Two sources of duplicate reads can be found:

  • PCR duplication in which library fragments have been over-represented due to biased PCR enrichment

    It is a concern because PCR duplicates misrepresent the true proportion of sequences in the input.

  • Truly over-represented sequences such as very abundant transcripts in an RNA-Seq library or in amplicon data (like this sample)

    It is an expected case and not of concern because it does faithfully represent the input.

FastQC counts the degree of duplication for every sequence in a library and creates a plot showing the relative number of sequences with different degrees of duplication.

For whole genome shotgun data it is expected that nearly 100% of your reads will be unique (appearing only 1 time in the sequence data). Most sequences should fall into the far left of the plot in both the red and blue lines. This indicates a highly diverse library that was not over sequenced. If the sequencing depth is extremely high (e.g. 100x the size of the genome) some inevitable sequence duplication can appear: there are in theory only a finite number of completely unique sequence reads which can be obtained from any given input DNA sample.

More specific enrichments of subsets, or the presence of low complexity contaminants will tend to produce spikes towards the right of the plot. These high duplication peaks will most often appear in the blue trace as they make up a high proportion of the original library, but usually disappear in the red trace as they make up an insignificant proportion of the deduplicated set. If peaks persist in the red trace then this suggests that there are a large number of different highly duplicated sequences which might indicate either a contaminant set or a very severe technical duplication.

It is usually the case for RNA sequencing where there is some very highly abundant transcripts and some lowly abundant. It is expected that duplicate reads will be observed for high abundance transcripts:

Over-represented sequences

A normal high-throughput library will contain a diverse set of sequences, with no individual sequence making up a tiny fraction of the whole. Finding that a single sequence is very over-represented in the set either means that it is highly biologically significant, or indicates that the library is contaminated, or not as diverse as expected.

FastQC lists all of the sequence which make up more than 0.1% of the total. For each over-represented sequence FastQC will look for matches in a database of common contaminants and will report the best hit it finds. Hits must be at least 20bp in length and have no more than 1 mismatch. Finding a hit doesn't necessarily mean that this is the source of the contamination, but may point you in the right direction. It's also worth pointing out that many adapter sequences are very similar to each other so you may get a hit reported which isn't technically correct, but which has a very similar sequence to the actual match.

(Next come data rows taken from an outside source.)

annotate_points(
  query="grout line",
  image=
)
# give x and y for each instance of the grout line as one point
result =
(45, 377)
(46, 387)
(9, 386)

RNA sequencing data may have some transcripts that are so abundant that they register as over-represented sequence. With DNA sequencing data no single sequence should be present at a high enough frequency to be listed, but we can sometimes see a small percentage of adapter reads.

  1. How could we find out what the overrepreseented sequences are?

More details about other FastQC plots

Per base N content

If a sequencer is unable to make a base call with sufficient confidence, it will write an "N" instead of a conventional base call. This plot displays the percentage of base calls at each position or bin for which an N was called.

It's not unusual to see a very high proportion of Ns appearing in a sequence, especially near the end of a sequence. But this curve should never rises noticeably above zero. If it does this indicates a problem occurred during the sequencing run. In the example below, an error caused the instrument to be unable to call a base for approximately 20% of the reads at position 29:

Small/micro RNA

In small RNA libraries, we typically have a relatively small set of unique, short sequences. Small RNA libraries are not randomly sheared before adding sequencing adapters to their ends: all the reads for specific classes of microRNAs will be identical. It will result in:

  • Extremely biased per base sequence content
  • Extremely narrow distribution of GC content
  • Very high sequence duplication levels
  • Abundance of overrepresented sequences
  • Read-through into adapters

Amplicon

Amplicon libraries are prepared by PCR amplification of a specific target. For example, the V4 hypervariable region of the bacterial 16S rRNA gene. All reads from this type of library are expected to be nearly identical. It will result in:

  • Extremely biased per base sequence content
  • Extremely narrow distribution of GC content
  • Very high sequence duplication levels
  • Abundance of overrepresented sequences

Bisulfite or Methylation sequencing

With Bisulfite or methylation sequencing, the majority of the cytosine © bases are converted to thymine (T). It will result in:

  • Biased per base sequence content
  • Biased per sequence GC content

Adapter dimer contamination

Any library type may contain a very small percentage of adapter dimer (i.e. no insert) fragments. They are more likely to be found in amplicon libraries constructed entirely by PCR (by formation of PCR primer-dimers) than in DNA-Seq or RNA-Seq libraries constructed by adapter ligation. If a sufficient fraction of the library is adapter dimer it will become noticeable in the FastQC report:

  • Drop in per base sequence quality after base 60
  • Possible bi-modal distribution of per sequence quality scores
  • Distinct pattern observed in per bases sequence content up to base 60
  • Spike in per sequence GC content
  • Overrepresented sequence matching adapter
  • Adapter content 0% starting at base 1

Bad quality sequences

If the quality of the reads is not good, we should always first check what is wrong and think about it: it may come from the type of sequencing or what we sequenced (high quantity of overrepresented sequences in transcriptomics data, biased percentage of bases in HiC data).

You can also ask the sequencing facility about it, especially if the quality is really bad: the quality treatments can not solve everything. If too many bad quality bases are cut away, the corresponding reads then will be filtered out and you lose them.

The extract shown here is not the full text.